How to find the sine of the outer corner?
Sine angles need to be calculated notonly in a right triangle, but in any other. To do this, it is necessary to draw the height of the triangle (perpendicular to one of the sides, lowered from the opposite corner) and solve the problem as for a right-angled triangle, using as one of the legs the height.
How to find the sine of the outer corner of a triangle
First you need to understand what an outer corner is. We have an arbitrary triangle ABC. If one of the sides, for example, AC, continues beyond the BAC angle and draws an AO beam, then the new OAB angle will be external. Here we will look for his sine.
To solve the problem, we need to drop the perpendicular BH to the side of the AU from the angle ABC. This is the height of the triangle. The course of the solution of the problem will depend on what we know.
The simplest option is if you know the angle of YOU. Then the problem is solved extremely easily. Since the ray OC is a straight line, the angle OAC = 180 °. Hence, the angle OAB and BAC are adjacent, and the sines of adjacent angles are equal in magnitude.
Let us consider another problem: in an arbitrary triangle ABC, the side is known: AB = a and the height BH = h. It is necessary to find the sine of the OAS angle. Since we now have a rectangular triangle ABN, the sine of the angle ABN will be equal to the ratio of the HH leg to the hypotenuse AB:
- sinBAH = BH / AB = h / a.
This is also easy. A more complicated problem, if the height h is known and the sides AC = c, BC = b, it is necessary to find the sine of the angle OAB.

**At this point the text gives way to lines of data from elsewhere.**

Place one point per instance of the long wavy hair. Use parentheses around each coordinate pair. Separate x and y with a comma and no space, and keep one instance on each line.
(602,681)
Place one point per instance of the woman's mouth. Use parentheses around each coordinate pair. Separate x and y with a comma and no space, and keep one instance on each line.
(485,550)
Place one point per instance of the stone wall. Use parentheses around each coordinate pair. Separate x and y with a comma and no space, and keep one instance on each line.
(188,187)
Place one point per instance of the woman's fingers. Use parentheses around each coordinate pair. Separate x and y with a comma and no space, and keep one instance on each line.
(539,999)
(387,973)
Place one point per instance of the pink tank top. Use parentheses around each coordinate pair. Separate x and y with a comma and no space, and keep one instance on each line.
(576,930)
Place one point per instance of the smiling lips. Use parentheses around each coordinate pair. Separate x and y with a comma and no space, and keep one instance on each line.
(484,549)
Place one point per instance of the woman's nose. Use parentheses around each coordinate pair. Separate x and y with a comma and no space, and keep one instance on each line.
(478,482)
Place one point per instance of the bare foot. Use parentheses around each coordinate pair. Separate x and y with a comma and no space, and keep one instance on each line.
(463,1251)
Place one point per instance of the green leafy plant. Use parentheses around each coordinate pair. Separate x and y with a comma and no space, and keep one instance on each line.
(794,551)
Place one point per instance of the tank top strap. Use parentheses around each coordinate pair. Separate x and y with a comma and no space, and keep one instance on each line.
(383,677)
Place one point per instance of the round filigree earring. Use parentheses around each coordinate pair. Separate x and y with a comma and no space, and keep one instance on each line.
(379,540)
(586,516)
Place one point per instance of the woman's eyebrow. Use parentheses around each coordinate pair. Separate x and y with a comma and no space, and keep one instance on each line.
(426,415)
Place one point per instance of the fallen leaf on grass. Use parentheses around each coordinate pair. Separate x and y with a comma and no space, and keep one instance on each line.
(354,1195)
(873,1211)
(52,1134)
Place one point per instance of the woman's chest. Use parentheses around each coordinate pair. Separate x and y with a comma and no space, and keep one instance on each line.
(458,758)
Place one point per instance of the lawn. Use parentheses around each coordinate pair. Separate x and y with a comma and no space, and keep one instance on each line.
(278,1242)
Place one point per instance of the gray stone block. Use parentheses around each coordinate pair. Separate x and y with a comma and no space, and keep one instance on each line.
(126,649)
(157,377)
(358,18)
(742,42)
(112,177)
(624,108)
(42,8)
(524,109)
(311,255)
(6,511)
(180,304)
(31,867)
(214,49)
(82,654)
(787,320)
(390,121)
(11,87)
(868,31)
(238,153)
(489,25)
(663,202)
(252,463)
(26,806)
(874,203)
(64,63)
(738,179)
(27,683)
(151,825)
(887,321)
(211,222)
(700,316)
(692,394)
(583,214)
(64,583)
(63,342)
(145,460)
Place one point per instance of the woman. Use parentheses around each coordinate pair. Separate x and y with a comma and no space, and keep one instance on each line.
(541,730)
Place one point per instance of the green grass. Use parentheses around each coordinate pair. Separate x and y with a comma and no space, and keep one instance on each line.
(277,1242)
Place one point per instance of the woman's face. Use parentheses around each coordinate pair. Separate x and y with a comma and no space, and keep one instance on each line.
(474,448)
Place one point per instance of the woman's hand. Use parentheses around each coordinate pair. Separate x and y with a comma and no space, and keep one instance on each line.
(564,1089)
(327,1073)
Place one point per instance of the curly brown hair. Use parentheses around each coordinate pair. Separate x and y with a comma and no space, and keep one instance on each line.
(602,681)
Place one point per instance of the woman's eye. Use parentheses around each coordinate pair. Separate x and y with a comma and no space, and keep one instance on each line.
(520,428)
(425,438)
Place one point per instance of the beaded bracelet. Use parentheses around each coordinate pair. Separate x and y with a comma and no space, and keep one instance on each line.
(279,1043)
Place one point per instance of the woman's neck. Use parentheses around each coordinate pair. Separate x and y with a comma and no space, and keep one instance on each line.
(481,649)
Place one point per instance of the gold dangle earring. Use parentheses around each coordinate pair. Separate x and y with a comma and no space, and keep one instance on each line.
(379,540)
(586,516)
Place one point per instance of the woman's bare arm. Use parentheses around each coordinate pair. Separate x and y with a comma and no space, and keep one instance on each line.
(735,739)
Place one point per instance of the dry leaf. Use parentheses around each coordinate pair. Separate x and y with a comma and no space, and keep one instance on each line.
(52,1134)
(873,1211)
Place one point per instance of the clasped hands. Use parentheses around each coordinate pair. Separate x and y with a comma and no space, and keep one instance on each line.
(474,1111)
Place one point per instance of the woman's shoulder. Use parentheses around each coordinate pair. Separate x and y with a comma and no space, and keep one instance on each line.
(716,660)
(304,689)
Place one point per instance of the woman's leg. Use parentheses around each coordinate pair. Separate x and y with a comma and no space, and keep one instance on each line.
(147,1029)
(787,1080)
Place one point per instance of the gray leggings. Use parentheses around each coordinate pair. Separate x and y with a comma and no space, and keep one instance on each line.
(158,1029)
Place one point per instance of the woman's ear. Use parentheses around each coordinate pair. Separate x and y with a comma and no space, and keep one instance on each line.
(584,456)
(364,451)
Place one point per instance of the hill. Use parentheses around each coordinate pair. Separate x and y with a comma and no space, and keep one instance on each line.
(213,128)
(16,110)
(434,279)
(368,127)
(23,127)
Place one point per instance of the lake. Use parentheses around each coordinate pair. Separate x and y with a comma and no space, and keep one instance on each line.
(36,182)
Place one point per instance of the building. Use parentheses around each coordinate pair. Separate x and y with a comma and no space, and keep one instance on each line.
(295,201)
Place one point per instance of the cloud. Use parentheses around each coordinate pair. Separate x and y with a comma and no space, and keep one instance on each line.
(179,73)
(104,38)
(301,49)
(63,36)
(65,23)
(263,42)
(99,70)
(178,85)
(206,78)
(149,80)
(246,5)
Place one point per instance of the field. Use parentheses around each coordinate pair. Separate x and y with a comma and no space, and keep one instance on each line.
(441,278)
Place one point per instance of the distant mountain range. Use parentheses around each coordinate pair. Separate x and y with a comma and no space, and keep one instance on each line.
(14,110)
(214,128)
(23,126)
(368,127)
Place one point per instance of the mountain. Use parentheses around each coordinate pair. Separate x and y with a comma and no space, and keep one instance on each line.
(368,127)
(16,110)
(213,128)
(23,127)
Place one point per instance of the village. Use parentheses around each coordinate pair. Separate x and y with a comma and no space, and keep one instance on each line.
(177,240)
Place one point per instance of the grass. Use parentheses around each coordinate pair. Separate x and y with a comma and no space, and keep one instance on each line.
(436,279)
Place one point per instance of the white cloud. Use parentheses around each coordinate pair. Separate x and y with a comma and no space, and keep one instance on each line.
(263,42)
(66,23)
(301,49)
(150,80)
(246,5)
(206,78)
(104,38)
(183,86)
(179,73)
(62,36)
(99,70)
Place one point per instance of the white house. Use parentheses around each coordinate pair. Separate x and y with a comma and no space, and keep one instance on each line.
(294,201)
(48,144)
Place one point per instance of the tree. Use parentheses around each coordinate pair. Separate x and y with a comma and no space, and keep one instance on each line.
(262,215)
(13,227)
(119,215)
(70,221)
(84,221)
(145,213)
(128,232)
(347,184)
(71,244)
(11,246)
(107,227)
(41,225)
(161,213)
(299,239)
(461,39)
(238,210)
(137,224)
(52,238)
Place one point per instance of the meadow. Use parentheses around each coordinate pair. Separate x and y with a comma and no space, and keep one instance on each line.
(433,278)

By the Pythagorean theorem, we find the catheter of the CH of the triangle VSN:
- BC² = BH² + CH² b² = h² + CH ²,
- CH² = b² - h², CH = √ (b² - h²).
From here you can find a segment of the AS side of the AC:
- AH = AC - CH = c - √ (b² - h²).
Now we again use the Pythagorean theorem to find the third side of the AV triangle ABN:
- AB² = BH² + AH² = h² + (c - √ (b² - h²)) ².
The sine of the BAC angle is equal to the ratio of the height of the HV of the triangle to the side AB:
- sinBAC = BH / AH = h / (c - √ (b² - h²)).
Since the angles OAB and BAC are adjacent, their sines are equal in magnitude.
Thus, combining the Pythagorean theorem, the definitionsine and some other theorems (in particular, on adjacent angles), it is possible to solve almost the majority of problems on triangles, including finding the sine of the external angle. Sometimes additional constructions may be necessary: to draw a height from the desired angle, to continue the side of the angle beyond its limits, and so on.